Sementara kelompok lain dari para ulama’ berpendapat anjuran ketika bersiwak dengan memakai tangan kiri, karena ia termasuk menghilangkan kotoran dan ini yang terkenal dalam mazhab Imam Ahmad dan pilihan Syeikhul Islam Ibnu Taimiyah rahimahullah.

Sementara sebagian ahli ilmu memperinci bahwa kalau memakai siwak itu maksudnya dalam rangkan mendapatkan sunnah, maka bersiwak dengan tangan kanan sementara kalau tujuannya untuk menghilangkan kotoran, maka dengan tangan kiri. Dan yang kuat (rojih) bahwa urusan dalam masalah ini luas karena tidak adanya ketetapan nash yang khusus dalam masalah ini. Dan setiap pendapat mempunyai pandangan tersendiri.

Para ulama’ fikih menganjurkan ketika seseorang memulai siwak dari sisi kanan dengan menyamping karena bersiwak dengan memanjang terkadang dapat melukai gusi. Dan mereka menyebutkan termasuk dalam adab bersiwak.

Hendakanya tidak memakai siwak di hadapan banyak orang atau di tempat-tempat umum karena hal itu mengurangi harga diri.

Hendaknya mencuci siwak setelah dipakai siwak untuk membersihkan apa yang masih tersisa. Dalam hadits Aisyah radhiallahu’anha berkata:

كان النبي صلى الله عليه وسلم يستاك ، فيعطيني السواك لأغسله ، فأبدأ به فأستاك ، ثم أغسله وأدفعه إليه رواه أبو داود (1/45

Biasanya Nabi sallallahu’alaihi wa sallam ketika bersiwak, beliau memberikan kepadaku siwaknya untuk dibersihkannya. Maka saya memulai dengannya dan bersiwak, kemudian saya bersihkan dan menyerahkan kepada beliau. HR. Abu Dawud, (1/45).
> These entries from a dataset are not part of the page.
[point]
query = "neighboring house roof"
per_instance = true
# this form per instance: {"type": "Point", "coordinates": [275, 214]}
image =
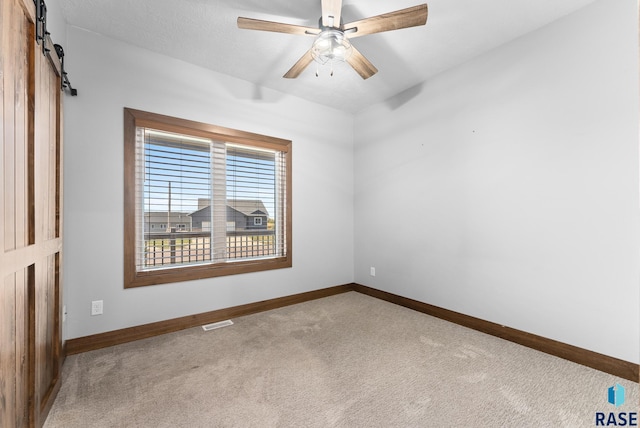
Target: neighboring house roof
{"type": "Point", "coordinates": [247, 207]}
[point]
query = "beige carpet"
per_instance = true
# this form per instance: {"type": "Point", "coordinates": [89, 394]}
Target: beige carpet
{"type": "Point", "coordinates": [344, 361]}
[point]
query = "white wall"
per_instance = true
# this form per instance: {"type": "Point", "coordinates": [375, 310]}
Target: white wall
{"type": "Point", "coordinates": [507, 188]}
{"type": "Point", "coordinates": [111, 75]}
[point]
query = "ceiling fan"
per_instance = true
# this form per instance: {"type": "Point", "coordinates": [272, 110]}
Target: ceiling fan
{"type": "Point", "coordinates": [332, 41]}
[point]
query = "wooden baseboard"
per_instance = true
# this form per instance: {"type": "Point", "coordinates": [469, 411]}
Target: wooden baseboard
{"type": "Point", "coordinates": [604, 363]}
{"type": "Point", "coordinates": [116, 337]}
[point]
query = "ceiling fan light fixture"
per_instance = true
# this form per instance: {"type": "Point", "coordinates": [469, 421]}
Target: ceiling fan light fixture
{"type": "Point", "coordinates": [331, 45]}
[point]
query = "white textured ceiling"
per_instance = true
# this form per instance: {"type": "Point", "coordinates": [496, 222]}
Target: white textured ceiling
{"type": "Point", "coordinates": [204, 32]}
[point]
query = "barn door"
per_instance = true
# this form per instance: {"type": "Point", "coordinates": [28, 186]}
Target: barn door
{"type": "Point", "coordinates": [30, 218]}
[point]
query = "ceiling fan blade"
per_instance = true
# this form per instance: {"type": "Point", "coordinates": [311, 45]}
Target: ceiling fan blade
{"type": "Point", "coordinates": [276, 27]}
{"type": "Point", "coordinates": [299, 66]}
{"type": "Point", "coordinates": [331, 13]}
{"type": "Point", "coordinates": [405, 18]}
{"type": "Point", "coordinates": [361, 64]}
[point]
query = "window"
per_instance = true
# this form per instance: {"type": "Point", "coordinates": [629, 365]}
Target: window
{"type": "Point", "coordinates": [191, 191]}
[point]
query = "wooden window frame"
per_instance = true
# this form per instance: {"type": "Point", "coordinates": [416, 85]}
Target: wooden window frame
{"type": "Point", "coordinates": [133, 277]}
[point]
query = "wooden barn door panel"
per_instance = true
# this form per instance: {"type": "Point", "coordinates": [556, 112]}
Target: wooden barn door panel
{"type": "Point", "coordinates": [30, 219]}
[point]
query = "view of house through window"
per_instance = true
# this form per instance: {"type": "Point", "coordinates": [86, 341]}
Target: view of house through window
{"type": "Point", "coordinates": [205, 202]}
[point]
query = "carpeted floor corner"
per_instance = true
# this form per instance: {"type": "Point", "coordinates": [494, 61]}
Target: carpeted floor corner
{"type": "Point", "coordinates": [348, 360]}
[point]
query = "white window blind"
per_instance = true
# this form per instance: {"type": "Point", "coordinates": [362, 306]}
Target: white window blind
{"type": "Point", "coordinates": [202, 201]}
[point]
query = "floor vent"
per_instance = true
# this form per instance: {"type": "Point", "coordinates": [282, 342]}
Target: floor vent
{"type": "Point", "coordinates": [215, 325]}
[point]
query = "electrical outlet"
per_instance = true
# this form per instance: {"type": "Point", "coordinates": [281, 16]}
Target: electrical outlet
{"type": "Point", "coordinates": [96, 307]}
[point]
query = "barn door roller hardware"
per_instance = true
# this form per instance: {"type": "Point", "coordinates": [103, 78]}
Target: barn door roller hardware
{"type": "Point", "coordinates": [42, 37]}
{"type": "Point", "coordinates": [65, 79]}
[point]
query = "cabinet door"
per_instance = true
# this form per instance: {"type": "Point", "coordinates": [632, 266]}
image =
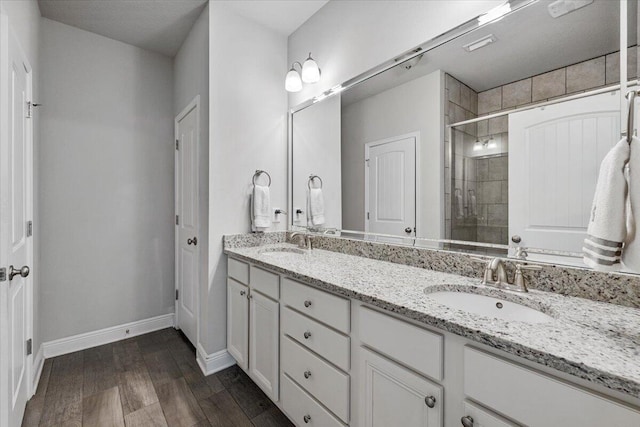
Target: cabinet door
{"type": "Point", "coordinates": [394, 396]}
{"type": "Point", "coordinates": [238, 322]}
{"type": "Point", "coordinates": [263, 343]}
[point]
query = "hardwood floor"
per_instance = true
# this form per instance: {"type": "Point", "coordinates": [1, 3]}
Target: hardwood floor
{"type": "Point", "coordinates": [150, 380]}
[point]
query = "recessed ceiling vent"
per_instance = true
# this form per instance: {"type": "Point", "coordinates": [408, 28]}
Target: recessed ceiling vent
{"type": "Point", "coordinates": [562, 7]}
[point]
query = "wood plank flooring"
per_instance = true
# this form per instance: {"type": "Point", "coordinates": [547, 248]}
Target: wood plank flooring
{"type": "Point", "coordinates": [150, 380]}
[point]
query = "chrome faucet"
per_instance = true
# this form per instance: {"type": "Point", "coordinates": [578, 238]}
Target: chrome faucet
{"type": "Point", "coordinates": [495, 275]}
{"type": "Point", "coordinates": [304, 242]}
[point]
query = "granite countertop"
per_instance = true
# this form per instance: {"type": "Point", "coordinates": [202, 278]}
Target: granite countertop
{"type": "Point", "coordinates": [595, 341]}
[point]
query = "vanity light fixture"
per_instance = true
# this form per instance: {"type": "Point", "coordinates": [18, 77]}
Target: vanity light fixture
{"type": "Point", "coordinates": [309, 73]}
{"type": "Point", "coordinates": [481, 42]}
{"type": "Point", "coordinates": [495, 14]}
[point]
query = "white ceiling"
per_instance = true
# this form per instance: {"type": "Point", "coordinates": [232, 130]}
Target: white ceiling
{"type": "Point", "coordinates": [157, 25]}
{"type": "Point", "coordinates": [283, 16]}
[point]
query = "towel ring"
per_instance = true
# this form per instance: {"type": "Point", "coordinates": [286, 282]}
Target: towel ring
{"type": "Point", "coordinates": [310, 181]}
{"type": "Point", "coordinates": [631, 96]}
{"type": "Point", "coordinates": [258, 173]}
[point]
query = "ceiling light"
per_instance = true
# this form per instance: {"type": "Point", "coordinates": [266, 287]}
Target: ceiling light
{"type": "Point", "coordinates": [482, 42]}
{"type": "Point", "coordinates": [293, 82]}
{"type": "Point", "coordinates": [310, 71]}
{"type": "Point", "coordinates": [494, 14]}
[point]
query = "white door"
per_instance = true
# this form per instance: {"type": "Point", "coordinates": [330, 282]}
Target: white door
{"type": "Point", "coordinates": [394, 396]}
{"type": "Point", "coordinates": [264, 325]}
{"type": "Point", "coordinates": [16, 251]}
{"type": "Point", "coordinates": [187, 225]}
{"type": "Point", "coordinates": [238, 322]}
{"type": "Point", "coordinates": [390, 181]}
{"type": "Point", "coordinates": [554, 157]}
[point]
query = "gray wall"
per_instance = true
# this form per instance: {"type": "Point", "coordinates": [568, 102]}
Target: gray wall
{"type": "Point", "coordinates": [106, 182]}
{"type": "Point", "coordinates": [191, 78]}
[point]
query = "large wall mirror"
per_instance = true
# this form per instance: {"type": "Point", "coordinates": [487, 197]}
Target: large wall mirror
{"type": "Point", "coordinates": [486, 139]}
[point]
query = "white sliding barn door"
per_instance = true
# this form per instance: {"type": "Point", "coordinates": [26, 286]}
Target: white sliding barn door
{"type": "Point", "coordinates": [554, 158]}
{"type": "Point", "coordinates": [16, 251]}
{"type": "Point", "coordinates": [390, 182]}
{"type": "Point", "coordinates": [187, 220]}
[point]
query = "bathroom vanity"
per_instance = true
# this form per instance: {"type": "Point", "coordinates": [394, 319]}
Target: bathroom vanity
{"type": "Point", "coordinates": [336, 340]}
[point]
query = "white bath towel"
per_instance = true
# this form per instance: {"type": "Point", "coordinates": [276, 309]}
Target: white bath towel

Menjaga siwak dijauhkan dari sesuatu yang menjijikkan.

Bersiwak dengan memakai jemari:

Diterimanya bersiwak dengan jemari ketika tidak mendapatkan (siwak) itu terjadi perbedaan diantara ahli ilmu. Yang kuat (rojih) adalah hal itu tidak mendapatkan sunnah, karena syareat tidak ada akan hal itu dan tidak bisa membersihkan mulut seperti yang didapatkan dari dahan dan semisalnya.

Yang diikutkan dengan dahan dan semisalnya adalah penggunaan alat-alat membersihkan gigi seperti sikat gigi dan semisalnya yang dapat menghilangkan kotoran dan bisa memberi bau mulut yang indah…. Sampai akhirnya.

Tidak mengapa mempergunakan siwak dengan rasa nak nak (mints), lemon, dan semisal itu selagi tidak merusaknya. Dan bagi orang yang berpuasaa hendaknya menjauhi mempergunakan yang ada rasa dan cukup disela-sela puasanya memakai siwak natural. Wallahua’lam

Silahkan merujuk kitab ‘Lisanul Arab (dari kata ‘سوك ‘), Al-Majmu’ karangan Imam Nawawi, (1/269) Nihayaatul Muhtaj karangan Ar-Romli, (1/162). Hasyiyah Ibnu Abidin, (1/78), Nailul Author karangan Syaukani, (1/24). Al-Mugni karangan Ibnu Qudamah, (1/78) Al-Futuhat Ar-Rabbaniyah ‘Ala Adzkar An-Nawawi karangan Ibnu Allan, (3/256) As-Syarkh Al-Mumti’ karangan Ibnu Utsaimin, (1/137).